The analysis of the quarterly financial ratios reveals significant trends in profitability, efficiency, and asset returns over the observed periods.
- Net Profit Margin
- The net profit margin exhibited a declining trend over time. Initially, the margin was relatively strong, starting at around 24.42% in the first quarter of 2012 and gradually decreasing with fluctuations until it reached 11.01% by the first quarter of 2014. From this point, the margin sharply deteriorated, turning negative by the third quarter of 2014 and continuing to decline steeply into increasingly negative territory through 2015 and the first half of 2016. This decline indicates that the company shifted from profitability to sustained losses during this period, with margins significantly below zero and worsening each quarter, signaling intensified financial distress or operational challenges.
- Asset Turnover
- The asset turnover ratio showed a gradual decrease from 0.33 in the first quarter of 2012 to a low near 0.22 by mid-2016. This trend suggests reduced efficiency in utilizing assets to generate sales over the timeframe. Although some minor fluctuations occurred, including a small increase to 0.34 in the first quarter of 2016, the overall pattern points toward declining operational efficiency, reflecting potentially underused or less productive assets during the latter periods.
- Return on Assets (ROA)
- Return on assets mirrored the net profit margin's trend, indicating diminishing asset profitability. Starting at 7.98% in early 2012, ROA steadily declined throughout the subsequent years, turning negative in the third quarter of 2014 and worsening dramatically thereafter. By mid-2016, ROA was deeply negative, reaching levels as low as -76.17% and -55.38%. This confirms that asset investments yielded negative returns, implying losses that could have stemmed from impaired asset performance, write-downs, or sustained operational inefficiencies.

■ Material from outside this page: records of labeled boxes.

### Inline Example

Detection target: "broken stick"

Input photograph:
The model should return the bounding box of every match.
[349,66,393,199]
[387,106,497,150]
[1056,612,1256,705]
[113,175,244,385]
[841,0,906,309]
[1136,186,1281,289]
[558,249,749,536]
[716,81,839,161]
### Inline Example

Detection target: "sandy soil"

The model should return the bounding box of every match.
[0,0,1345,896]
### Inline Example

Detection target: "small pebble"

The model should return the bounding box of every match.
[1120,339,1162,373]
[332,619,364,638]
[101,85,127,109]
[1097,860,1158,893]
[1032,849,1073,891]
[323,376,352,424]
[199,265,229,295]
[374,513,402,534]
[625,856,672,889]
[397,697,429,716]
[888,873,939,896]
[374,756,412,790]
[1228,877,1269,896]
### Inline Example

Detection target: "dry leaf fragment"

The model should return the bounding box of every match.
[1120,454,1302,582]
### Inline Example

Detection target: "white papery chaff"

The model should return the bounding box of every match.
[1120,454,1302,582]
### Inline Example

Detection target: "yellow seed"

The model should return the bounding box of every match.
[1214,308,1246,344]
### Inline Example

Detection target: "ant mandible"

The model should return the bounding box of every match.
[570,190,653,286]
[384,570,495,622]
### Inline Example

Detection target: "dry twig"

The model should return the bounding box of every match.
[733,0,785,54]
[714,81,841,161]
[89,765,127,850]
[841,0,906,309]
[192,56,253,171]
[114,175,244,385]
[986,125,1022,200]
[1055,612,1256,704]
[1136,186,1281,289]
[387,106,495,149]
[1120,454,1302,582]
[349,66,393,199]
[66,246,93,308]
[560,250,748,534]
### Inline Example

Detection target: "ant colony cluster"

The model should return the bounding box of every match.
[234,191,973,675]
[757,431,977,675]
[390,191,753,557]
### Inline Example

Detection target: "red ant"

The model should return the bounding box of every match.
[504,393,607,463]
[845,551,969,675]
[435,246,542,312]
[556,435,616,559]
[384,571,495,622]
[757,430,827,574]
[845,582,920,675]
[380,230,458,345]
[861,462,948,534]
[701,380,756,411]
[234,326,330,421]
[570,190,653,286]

Overall, the data illustrates a company experiencing decreasing profitability and efficiency between 2012 and 2016. There are clear signs of financial deterioration beginning in 2014, marked by negative profit margins and returns, combined with a gradual decline in the ability to convert assets into revenue. This pattern points to operational and financial challenges that severely impacted the company's performance over the analyzed quarters.